By Abiola Olawale
A recent review of the financial performance of the 36 states in Nigeria has revealed that many states may face the risk of bankruptcy if they don’t receive a monthly allocation from the Federal government.
The review which is based on the available records on the official website of the National Bureau of Statistics (NBS) shows that Osun State, Niger State, Plateau State, Oyo State, Imo State, Adamawa State, Bauchi State, Nasarawa State, Katsina State, Ekiti State, Ondo State, Borno State and Yobe State rely heavily on their monthly allocations from the Federal government.
Also, the review, which only covers the first six months of the year 2024, indicated that states such as Ekiti, Imo, Katsina, Kogi, and Oyo are currently experiencing financial deficits due to the burden of recurrent expenditures.
A breakdown of the official figures from the NBS shows that several states earned significantly less than their salary expenditures, highlighting a concerning reliance on external funding sources to meet their payroll obligations.
A review of financial records for the first six months of 2024 reveals that Osun State generated N20.3 billion internally, but its personnel costs reached N25.8 billion, creating a shortfall for the half-year period.
In Imo State, the internally generated revenue stood at N9 billion as of the first six months of 2024, yet its personnel expenses totalled N22 billion, highlighting a substantial deficit.
Oyo State’s internal revenue stood at N28.6 billion, while its personnel costs for the same period reached N47.7 billion, indicating a significant funding gap.
Ondo State generated N16.1 billion internally, but its personnel costs doubled that amount, with a wage bill of N32 billion for the first six months of 2024.

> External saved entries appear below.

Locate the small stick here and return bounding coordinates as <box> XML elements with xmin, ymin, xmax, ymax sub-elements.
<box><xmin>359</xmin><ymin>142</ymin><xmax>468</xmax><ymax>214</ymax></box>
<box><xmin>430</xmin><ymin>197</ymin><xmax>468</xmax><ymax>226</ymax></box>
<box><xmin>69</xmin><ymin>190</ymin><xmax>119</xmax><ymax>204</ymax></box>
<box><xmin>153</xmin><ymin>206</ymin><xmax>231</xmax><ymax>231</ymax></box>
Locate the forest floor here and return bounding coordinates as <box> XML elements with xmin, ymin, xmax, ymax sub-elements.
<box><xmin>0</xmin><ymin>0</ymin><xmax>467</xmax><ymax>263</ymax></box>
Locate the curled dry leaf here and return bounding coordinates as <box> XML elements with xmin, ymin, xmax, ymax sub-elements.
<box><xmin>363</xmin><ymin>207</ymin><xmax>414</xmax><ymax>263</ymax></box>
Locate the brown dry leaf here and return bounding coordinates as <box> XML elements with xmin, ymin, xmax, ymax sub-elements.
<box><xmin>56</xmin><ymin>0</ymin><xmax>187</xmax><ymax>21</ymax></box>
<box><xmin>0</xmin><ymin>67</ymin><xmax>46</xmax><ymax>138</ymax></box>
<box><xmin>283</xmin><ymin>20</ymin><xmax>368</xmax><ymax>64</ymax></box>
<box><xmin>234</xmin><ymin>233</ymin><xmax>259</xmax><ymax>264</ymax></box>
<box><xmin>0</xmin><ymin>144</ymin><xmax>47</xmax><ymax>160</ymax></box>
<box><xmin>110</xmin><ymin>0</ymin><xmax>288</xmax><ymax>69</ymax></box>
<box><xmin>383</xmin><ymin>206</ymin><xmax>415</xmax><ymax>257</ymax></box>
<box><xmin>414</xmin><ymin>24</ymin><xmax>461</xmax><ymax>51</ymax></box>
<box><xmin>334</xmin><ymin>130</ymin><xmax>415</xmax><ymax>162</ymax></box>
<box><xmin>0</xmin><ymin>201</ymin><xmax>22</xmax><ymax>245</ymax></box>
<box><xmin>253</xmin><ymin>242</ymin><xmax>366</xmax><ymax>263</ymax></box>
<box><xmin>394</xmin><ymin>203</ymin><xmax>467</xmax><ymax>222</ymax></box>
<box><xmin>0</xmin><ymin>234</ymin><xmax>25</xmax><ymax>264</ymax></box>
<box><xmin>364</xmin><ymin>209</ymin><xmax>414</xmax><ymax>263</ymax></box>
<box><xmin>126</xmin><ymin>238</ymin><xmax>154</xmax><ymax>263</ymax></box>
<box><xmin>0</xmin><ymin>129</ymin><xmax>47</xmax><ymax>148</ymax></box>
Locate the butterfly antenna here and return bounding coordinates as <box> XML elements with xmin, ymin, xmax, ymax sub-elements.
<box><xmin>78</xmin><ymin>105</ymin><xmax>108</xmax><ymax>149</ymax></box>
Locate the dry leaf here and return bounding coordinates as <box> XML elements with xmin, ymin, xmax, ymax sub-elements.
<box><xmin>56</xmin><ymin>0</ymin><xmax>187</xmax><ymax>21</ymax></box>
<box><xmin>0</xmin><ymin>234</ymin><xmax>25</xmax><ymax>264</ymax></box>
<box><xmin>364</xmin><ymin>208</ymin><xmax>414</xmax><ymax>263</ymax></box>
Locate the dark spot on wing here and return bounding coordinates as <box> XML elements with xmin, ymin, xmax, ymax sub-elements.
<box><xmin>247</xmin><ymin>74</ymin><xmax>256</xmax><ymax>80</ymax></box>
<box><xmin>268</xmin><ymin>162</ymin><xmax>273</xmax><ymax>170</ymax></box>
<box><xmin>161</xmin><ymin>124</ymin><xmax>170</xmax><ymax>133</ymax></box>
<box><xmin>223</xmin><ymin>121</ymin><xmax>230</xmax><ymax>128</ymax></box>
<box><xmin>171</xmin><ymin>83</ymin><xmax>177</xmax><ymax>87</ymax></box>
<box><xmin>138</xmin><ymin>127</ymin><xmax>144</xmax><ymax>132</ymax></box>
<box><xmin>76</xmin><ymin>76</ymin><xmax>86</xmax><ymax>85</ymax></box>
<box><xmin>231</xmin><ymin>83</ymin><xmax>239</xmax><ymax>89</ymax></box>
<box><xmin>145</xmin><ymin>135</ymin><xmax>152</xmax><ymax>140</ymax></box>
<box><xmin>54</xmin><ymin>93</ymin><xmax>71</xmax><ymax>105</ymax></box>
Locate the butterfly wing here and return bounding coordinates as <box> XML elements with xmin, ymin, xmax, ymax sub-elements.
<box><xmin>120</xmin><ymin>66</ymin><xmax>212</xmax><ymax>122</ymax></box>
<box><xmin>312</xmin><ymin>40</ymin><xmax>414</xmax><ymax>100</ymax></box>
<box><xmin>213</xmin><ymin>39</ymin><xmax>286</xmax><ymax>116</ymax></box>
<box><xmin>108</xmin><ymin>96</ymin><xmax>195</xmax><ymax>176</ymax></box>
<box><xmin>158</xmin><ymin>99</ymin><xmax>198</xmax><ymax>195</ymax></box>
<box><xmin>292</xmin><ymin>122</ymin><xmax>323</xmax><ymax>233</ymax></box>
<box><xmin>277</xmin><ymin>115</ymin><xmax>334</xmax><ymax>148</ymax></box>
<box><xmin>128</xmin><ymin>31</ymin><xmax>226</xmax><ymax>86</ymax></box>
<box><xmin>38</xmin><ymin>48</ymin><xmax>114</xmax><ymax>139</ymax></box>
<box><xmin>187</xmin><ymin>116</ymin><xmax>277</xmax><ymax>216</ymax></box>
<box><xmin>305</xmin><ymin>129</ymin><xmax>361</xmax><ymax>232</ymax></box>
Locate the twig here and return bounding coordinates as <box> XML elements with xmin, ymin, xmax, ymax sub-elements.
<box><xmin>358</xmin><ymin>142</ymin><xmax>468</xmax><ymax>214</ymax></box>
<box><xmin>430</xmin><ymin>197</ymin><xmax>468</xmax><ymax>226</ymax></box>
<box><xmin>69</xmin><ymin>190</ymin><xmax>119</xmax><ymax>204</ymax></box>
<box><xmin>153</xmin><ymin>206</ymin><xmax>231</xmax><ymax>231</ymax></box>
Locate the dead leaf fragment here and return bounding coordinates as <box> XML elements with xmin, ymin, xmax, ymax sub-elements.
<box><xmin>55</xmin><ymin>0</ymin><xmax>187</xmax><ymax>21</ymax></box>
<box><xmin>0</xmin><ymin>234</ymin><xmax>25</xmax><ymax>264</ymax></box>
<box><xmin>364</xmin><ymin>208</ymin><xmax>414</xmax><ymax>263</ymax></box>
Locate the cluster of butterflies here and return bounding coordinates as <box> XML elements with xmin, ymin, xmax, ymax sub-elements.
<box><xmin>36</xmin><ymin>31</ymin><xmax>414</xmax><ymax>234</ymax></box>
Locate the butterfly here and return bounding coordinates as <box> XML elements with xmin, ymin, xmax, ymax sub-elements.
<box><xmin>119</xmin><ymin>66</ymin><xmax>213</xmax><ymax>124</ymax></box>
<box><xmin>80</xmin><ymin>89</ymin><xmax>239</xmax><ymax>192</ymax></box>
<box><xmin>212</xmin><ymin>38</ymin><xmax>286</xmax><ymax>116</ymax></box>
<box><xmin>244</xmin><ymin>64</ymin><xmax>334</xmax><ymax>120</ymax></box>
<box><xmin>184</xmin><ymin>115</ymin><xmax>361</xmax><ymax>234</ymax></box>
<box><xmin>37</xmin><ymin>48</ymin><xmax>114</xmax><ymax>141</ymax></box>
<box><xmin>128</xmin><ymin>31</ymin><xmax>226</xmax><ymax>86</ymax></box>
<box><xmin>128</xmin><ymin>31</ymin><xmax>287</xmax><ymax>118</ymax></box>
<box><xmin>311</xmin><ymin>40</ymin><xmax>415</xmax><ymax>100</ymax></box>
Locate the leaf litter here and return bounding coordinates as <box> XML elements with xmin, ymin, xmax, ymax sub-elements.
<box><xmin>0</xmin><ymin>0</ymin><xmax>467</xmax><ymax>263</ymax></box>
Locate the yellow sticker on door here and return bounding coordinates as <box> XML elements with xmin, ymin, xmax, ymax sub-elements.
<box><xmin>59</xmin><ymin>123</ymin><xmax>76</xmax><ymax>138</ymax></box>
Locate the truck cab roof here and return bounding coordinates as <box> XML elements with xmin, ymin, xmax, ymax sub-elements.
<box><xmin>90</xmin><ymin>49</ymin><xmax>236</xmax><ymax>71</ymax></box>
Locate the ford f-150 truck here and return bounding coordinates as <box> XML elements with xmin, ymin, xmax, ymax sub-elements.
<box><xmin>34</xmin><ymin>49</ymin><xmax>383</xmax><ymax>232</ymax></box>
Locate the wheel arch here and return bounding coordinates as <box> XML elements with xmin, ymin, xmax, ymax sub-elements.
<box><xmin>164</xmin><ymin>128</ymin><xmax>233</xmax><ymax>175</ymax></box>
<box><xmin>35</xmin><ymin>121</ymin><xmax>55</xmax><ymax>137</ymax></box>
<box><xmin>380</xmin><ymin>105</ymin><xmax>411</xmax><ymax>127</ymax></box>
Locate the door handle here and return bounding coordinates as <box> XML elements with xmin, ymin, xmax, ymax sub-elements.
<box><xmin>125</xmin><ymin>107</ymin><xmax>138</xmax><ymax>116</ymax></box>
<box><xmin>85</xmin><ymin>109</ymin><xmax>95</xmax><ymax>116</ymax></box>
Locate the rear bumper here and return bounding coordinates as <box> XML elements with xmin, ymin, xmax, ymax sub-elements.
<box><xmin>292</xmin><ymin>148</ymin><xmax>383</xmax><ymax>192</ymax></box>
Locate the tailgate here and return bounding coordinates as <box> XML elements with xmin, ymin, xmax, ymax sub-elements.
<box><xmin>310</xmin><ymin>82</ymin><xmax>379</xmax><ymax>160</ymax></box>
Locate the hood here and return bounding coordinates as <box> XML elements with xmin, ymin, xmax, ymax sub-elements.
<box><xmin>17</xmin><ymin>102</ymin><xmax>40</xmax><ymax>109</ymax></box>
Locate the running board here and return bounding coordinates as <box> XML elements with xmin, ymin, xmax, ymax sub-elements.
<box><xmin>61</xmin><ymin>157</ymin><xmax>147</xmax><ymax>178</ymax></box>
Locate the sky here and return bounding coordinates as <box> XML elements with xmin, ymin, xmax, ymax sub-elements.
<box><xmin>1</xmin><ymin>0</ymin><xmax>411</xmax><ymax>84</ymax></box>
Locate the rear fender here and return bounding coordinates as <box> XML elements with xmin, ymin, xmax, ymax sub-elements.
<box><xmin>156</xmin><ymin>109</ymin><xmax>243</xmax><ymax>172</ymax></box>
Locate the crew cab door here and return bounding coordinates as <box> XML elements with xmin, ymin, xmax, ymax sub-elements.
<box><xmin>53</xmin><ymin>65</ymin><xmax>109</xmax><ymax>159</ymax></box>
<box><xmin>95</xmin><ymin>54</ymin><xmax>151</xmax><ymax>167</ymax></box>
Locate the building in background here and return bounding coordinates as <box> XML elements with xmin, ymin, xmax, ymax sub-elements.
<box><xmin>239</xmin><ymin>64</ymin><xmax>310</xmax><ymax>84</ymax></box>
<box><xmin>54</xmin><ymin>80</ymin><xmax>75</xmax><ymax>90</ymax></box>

Ekiti State’s internally generated revenue (IGR) of N10.7 billion falls short of personnel costs of N13.6 billion. Similarly, Zamfara State’s IGR of N11 billion is outpaced by personnel costs of N16.3 billion.
Niger State’s internally generated revenue of N14 billion fell short of its personnel costs of N25 billion, indicating a deficit of N11 billion.

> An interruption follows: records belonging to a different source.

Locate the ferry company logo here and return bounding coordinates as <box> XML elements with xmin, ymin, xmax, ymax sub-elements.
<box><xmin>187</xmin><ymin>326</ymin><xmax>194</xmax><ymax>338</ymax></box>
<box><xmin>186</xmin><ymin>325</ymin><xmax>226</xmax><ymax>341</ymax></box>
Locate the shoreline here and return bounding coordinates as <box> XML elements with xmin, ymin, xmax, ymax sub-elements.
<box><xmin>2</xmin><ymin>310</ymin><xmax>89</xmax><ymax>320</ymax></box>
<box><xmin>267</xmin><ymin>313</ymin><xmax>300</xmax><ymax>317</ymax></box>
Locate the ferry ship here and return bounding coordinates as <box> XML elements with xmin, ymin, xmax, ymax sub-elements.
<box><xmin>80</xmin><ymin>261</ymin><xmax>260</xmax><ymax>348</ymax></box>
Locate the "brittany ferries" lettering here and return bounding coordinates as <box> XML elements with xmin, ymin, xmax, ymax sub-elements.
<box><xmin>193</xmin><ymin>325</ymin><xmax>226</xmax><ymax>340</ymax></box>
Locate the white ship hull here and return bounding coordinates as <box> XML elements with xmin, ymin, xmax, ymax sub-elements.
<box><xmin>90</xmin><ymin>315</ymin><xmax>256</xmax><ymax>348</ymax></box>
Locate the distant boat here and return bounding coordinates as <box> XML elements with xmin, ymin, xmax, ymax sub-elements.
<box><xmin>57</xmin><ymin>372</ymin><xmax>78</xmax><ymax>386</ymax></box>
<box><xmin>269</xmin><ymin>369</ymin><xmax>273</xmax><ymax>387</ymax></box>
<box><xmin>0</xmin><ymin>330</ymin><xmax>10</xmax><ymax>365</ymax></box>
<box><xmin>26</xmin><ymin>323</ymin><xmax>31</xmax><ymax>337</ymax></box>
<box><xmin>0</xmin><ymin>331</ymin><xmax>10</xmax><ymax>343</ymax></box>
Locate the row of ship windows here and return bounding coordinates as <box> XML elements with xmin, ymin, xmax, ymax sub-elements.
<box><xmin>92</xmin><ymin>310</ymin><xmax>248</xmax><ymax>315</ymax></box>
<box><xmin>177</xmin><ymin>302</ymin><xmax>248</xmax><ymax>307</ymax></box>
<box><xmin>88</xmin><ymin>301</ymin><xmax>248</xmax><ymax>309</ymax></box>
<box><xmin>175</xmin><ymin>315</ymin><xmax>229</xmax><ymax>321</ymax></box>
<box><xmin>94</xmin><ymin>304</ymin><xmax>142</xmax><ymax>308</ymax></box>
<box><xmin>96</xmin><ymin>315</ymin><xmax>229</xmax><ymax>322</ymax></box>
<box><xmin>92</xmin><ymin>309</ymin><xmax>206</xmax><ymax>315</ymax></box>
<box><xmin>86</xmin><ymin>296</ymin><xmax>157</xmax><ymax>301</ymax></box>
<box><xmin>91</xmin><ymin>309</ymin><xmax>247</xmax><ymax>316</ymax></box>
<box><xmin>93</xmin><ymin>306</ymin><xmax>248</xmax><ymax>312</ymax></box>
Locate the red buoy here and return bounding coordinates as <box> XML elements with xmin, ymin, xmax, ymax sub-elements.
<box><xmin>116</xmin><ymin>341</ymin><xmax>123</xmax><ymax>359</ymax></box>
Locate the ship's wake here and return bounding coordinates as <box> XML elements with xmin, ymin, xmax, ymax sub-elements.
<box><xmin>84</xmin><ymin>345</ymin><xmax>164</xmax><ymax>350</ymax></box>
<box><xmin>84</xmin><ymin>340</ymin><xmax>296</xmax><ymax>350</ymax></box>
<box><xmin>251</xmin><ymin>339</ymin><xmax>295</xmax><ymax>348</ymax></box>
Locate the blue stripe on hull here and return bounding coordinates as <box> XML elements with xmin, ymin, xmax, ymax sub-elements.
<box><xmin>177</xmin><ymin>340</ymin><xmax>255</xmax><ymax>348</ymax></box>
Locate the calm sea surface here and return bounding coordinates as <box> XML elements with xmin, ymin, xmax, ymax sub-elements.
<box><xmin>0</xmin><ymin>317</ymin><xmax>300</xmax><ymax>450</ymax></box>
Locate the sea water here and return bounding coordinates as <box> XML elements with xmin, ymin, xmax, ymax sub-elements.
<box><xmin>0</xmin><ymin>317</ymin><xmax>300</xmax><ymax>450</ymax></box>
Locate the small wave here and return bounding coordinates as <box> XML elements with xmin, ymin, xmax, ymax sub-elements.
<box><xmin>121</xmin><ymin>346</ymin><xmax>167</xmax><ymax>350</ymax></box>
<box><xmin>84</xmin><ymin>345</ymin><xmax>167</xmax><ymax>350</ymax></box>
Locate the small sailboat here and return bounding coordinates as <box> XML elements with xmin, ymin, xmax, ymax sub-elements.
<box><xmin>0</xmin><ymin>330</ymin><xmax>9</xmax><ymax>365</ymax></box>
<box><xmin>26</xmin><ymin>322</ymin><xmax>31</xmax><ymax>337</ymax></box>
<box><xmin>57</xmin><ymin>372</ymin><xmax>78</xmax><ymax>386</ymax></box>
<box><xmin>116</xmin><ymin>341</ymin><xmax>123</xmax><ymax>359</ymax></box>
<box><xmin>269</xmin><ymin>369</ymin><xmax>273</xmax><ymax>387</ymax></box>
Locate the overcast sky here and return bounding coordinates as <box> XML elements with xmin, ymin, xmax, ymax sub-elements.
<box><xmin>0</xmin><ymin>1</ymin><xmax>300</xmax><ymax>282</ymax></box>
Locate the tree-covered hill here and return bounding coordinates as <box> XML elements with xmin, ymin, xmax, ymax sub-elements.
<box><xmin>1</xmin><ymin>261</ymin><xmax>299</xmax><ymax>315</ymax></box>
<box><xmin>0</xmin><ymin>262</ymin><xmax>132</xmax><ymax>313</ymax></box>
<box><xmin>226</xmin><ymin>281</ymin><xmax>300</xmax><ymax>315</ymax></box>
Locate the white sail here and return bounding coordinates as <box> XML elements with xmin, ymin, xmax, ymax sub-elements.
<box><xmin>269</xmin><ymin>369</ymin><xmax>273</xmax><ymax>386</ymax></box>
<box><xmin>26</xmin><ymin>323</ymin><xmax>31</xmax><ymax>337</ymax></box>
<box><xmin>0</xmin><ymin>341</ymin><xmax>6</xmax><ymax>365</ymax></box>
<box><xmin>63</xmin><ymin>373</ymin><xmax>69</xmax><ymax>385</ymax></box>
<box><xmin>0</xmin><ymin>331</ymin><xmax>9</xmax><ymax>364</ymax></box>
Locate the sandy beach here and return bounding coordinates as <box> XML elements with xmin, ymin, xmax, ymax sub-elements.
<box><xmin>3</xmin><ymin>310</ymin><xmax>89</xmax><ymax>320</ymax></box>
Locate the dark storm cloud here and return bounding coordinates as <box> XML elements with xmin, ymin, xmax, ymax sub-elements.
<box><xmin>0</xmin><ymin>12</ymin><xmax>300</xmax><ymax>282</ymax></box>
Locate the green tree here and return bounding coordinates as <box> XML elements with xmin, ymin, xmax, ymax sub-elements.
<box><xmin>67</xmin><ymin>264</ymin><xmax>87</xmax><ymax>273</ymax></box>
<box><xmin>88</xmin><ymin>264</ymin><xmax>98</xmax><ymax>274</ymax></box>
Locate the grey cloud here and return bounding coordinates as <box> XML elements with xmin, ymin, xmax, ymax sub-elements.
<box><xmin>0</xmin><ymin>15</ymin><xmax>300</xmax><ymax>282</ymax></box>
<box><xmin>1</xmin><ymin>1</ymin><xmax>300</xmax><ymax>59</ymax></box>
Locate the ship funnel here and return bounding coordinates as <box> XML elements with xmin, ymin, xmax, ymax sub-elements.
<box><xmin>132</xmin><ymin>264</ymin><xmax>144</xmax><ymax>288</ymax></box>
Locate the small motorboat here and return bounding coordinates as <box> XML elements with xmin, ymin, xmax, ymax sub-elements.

Plateau State’s internally generated revenue of N11 billion was N6 billion less than its personnel costs of N17 billion, highlighting a funding gap.
Bauchi State’s internally generated revenue of N11 billion was insufficient to cover its personnel costs of N19 billion, resulting in a shortfall of N8 billion.
Adamawa State faced a significant deficit, earning only N5 billion internally while spending N23 billion on personnel costs, leaving a gap of N18 billion.
Yobe State also faced a significant deficit, earning only N5 billion internally while spending N23 billion on personnel costs, leaving a gap of N18 billion.
Borno State’s internally generated revenue of N12 billion fell short of its personnel costs of N17 billion, indicating a deficit of N5 billion.
Imo State’s IGR of N9.6 billion is dwarfed by personnel costs of N22.9 billion while for Kano State, despite an IGR of N24 billion, personnel costs reach N42 billion, indicating a substantial deficit.
Katsina State’s internally generated revenue of N10 billion is insufficient to cover a salary bill of N23 billion and Sokoto State’s IGR of N9 billion for the first six months of 2024 is significantly lower than personnel costs of N27 billion.
Nasarawa State’s IGR of N14 billion is outpaced by personnel costs of N23 billion and for Kogi State, despite generating N12 billion internally, personnel costs reach N29 billion, indicating a substantial shortfall.
However, Bayelsa State boosted an IGR of N46 billion within the first six months of the year, a figure that exceeds its personnel costs of N24 billion, presenting a rare surplus.
Cross River State’s IGR of N16 billion slightly surpasses its personnel costs of N13 billion, demonstrating a relatively healthier financial situation.
Edo State generated N34 billion internally and spent N32 billion on personnel, resulting in a surplus of N2 billion.